HLD8 min read
Design a Rate Limiter
Token bucket vs. sliding window log vs. sliding window counter — and where to deploy them.
hldsystem-design
Intro
Rate limiters protect downstream services from bursty clients. The two questions are: which algorithm (it has direct user-experience consequences) and where to enforce it (edge / API gateway / service / DB).
Functional
- Limit per-user, per-IP, per-API-key.
- Return 429 with Retry-After header.
- Different limits per route.
Non-functional
- Add < 5 ms to request latency.
- Survive Redis blip without dropping all traffic to 0.
- Distributed: a user's quota must not duplicate across pods.
Components
Counter store
Redis with Lua scripts for atomic increments.
Filter / interceptor
Sits in API gateway or app middleware.
Config service
Hot-reloadable rules (per route, per tier).
Trade-offs
Token bucket
Pros
- Allows controlled bursts.
- O(1) state per key.
Cons
- Less precise than sliding window.
Sliding-window log
Pros
- Exact rate enforcement.
Cons
- O(N) memory per key — N = limit. Painful at high QPS.

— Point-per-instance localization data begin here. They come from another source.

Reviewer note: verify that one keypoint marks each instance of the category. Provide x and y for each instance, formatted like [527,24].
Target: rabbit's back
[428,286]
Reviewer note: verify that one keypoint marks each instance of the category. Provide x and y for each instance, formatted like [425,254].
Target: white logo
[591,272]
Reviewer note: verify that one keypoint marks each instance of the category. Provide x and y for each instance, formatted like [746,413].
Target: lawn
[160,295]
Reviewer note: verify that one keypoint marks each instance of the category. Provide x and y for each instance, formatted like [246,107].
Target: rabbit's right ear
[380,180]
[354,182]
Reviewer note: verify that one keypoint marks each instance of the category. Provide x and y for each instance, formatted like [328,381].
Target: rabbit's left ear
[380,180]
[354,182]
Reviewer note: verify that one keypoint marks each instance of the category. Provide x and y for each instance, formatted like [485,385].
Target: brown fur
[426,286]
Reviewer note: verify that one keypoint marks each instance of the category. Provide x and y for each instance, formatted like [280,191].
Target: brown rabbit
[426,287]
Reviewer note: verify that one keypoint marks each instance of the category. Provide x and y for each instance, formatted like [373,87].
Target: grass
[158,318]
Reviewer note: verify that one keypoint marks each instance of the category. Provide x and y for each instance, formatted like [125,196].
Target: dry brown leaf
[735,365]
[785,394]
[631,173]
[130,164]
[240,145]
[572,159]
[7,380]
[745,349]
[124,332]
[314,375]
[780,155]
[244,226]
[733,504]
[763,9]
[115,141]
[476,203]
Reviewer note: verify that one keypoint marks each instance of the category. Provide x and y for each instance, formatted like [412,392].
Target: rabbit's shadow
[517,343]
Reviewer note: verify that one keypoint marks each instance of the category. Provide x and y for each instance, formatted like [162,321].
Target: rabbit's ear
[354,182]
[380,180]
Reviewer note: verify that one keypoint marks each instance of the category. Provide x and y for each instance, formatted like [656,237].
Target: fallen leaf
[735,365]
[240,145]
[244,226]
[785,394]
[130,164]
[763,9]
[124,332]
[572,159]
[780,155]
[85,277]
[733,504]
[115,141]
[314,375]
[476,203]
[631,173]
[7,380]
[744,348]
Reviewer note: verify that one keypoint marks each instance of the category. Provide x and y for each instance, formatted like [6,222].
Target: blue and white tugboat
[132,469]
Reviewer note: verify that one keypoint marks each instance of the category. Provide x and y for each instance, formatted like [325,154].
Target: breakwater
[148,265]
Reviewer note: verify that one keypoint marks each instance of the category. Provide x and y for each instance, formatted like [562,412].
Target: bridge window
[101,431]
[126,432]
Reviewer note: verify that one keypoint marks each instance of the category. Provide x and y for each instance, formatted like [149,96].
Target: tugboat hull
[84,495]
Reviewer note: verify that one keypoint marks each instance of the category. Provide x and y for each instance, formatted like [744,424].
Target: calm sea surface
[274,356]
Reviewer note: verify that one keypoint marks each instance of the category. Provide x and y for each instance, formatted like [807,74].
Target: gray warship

Sliding-window counter (hybrid)
Pros
- O(1) per key, ~5% accuracy error.
- Production default.
Cons
- Edge cases at window boundaries.
Code
Token bucket with atomic Redis Luapython
LUA = '''
local tokens = tonumber(redis.call('GET', KEYS[1]) or ARGV[1])
local last = tonumber(redis.call('GET', KEYS[2]) or 0)
local now = tonumber(ARGV[3])
local rate = tonumber(ARGV[2])
tokens = math.min(tonumber(ARGV[1]), tokens + (now - last) * rate)
if tokens >= 1 then
tokens = tokens - 1
redis.call('SET', KEYS[1], tokens)
redis.call('SET', KEYS[2], now)
return 1
else return 0 end
'''
Scale concerns
- Soft fail-open if Redis is down — a 100% block on outage is worse than the spike.
- Per-tenant noisy neighbour: cap at the gateway, not just app layer.